Jack
- First edition cover
- Author: Marilynne Robinson
- Audio read by: Adam Verner
- Language: English
- Set in: St. Louis, Missouri
- Publisher: Farrar, Straus and Giroux
- Publication date: September 29, 2020
- Publication place: United States
- Media type: Print (hardcover), e-book, audio
- Pages: 320
- ISBN: 978-0-374-27930-1 (hardcover)
- OCLC: 1136958758
- Dewey Decimal: 813/.54
- LC Class: PS3568.O3125 J33 2020
- Preceded by: Lila

= Jack (Robinson novel) =

Novel by Marilynne Robinson

Jack is a novel by Marilynne Robinson, published on September 29, 2020, by Farrar, Straus and Giroux.

It is Robinson's fifth novel and her fourth in the Gilead sequence, preceded by Gilead (2004), Home (2008), and Lila (2014).
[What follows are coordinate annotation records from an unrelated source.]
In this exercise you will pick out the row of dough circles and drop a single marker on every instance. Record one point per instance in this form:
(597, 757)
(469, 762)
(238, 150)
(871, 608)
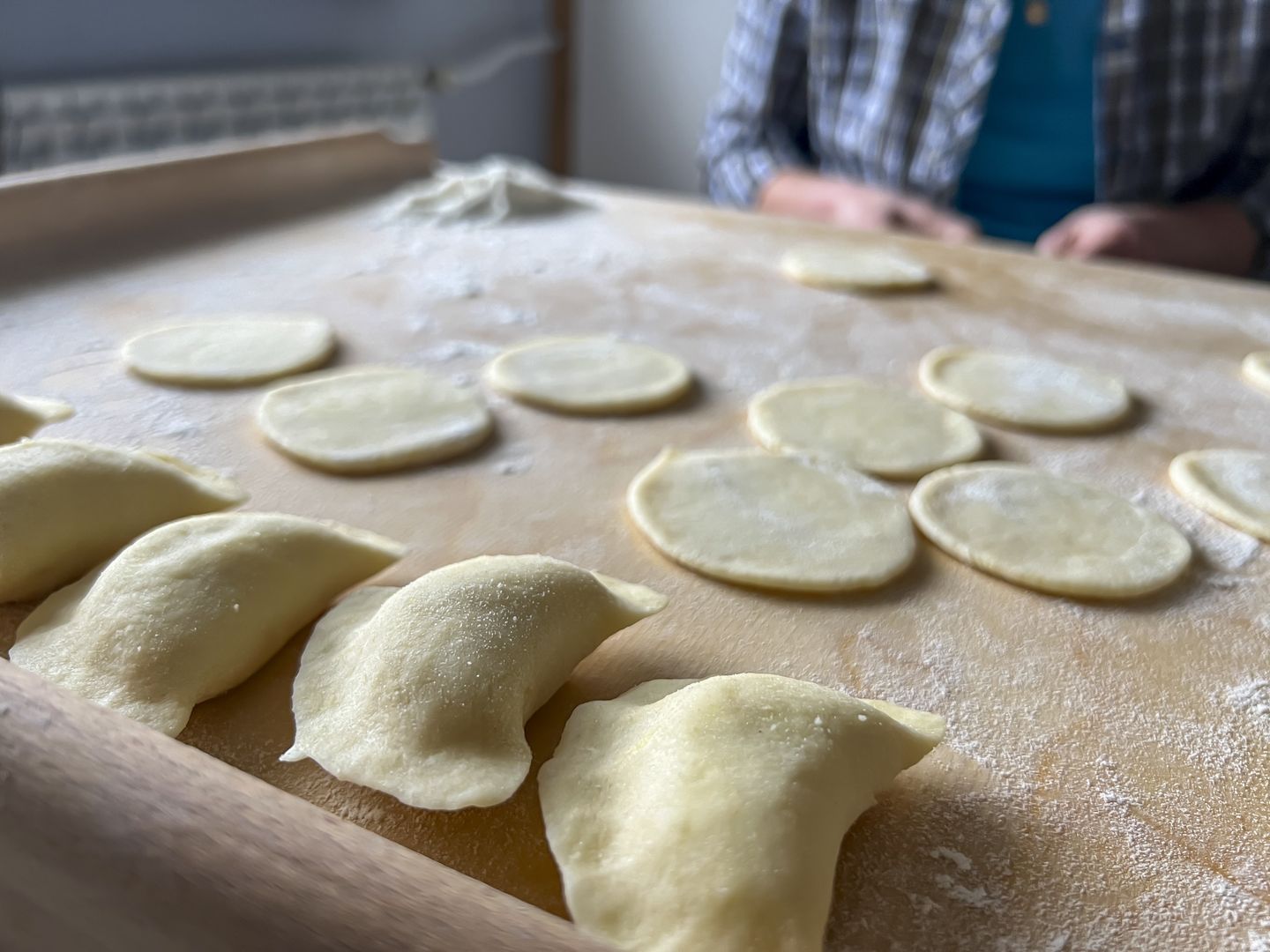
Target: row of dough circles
(378, 419)
(807, 517)
(155, 599)
(195, 606)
It focuses on John Ames "Jack" Boughton, the troubled son of Robert Boughton. He was named after Robert's friend Reverend John Ames, the subject of Gilead (2004). It tells the story of the courtship of Della Miles and Jack Boughton, an interracial couple in post-World War II St. Louis, Missouri. It is a third-person narrative, but is more closely aligned with Jack's psyche.

==Reception==
In its starred review, Publishers Weekly praised the novel's dialogue and Robinson's "masterly prose and musings on faith."

In its starred review, Kirkus Reviews called the novel an "elegantly written proof of the thesis that love conquers all—but not without considerable pain."

Writing for The New York Times Book Review, Elaine Showalter praised Jack's dialogue for "winningly" representing his "redemption and development, his sensitivity and sardonic humor."

Ron Charles of The Washington Post criticized the novel's "asymmetrical" focus on Jack for diminishing Della's character.

Claire Lowdon of The Times felt the novel was the weakest in the Gilead series, criticizing its dialogue for being "burdened with too much of the philosophical and theological debate."

The novel was longlisted for the Andrew Carnegie Medal for Excellence in Fiction.

==Film adaptation==
In October 2023, Martin Scorsese announced intentions to adapt Jack into a feature film.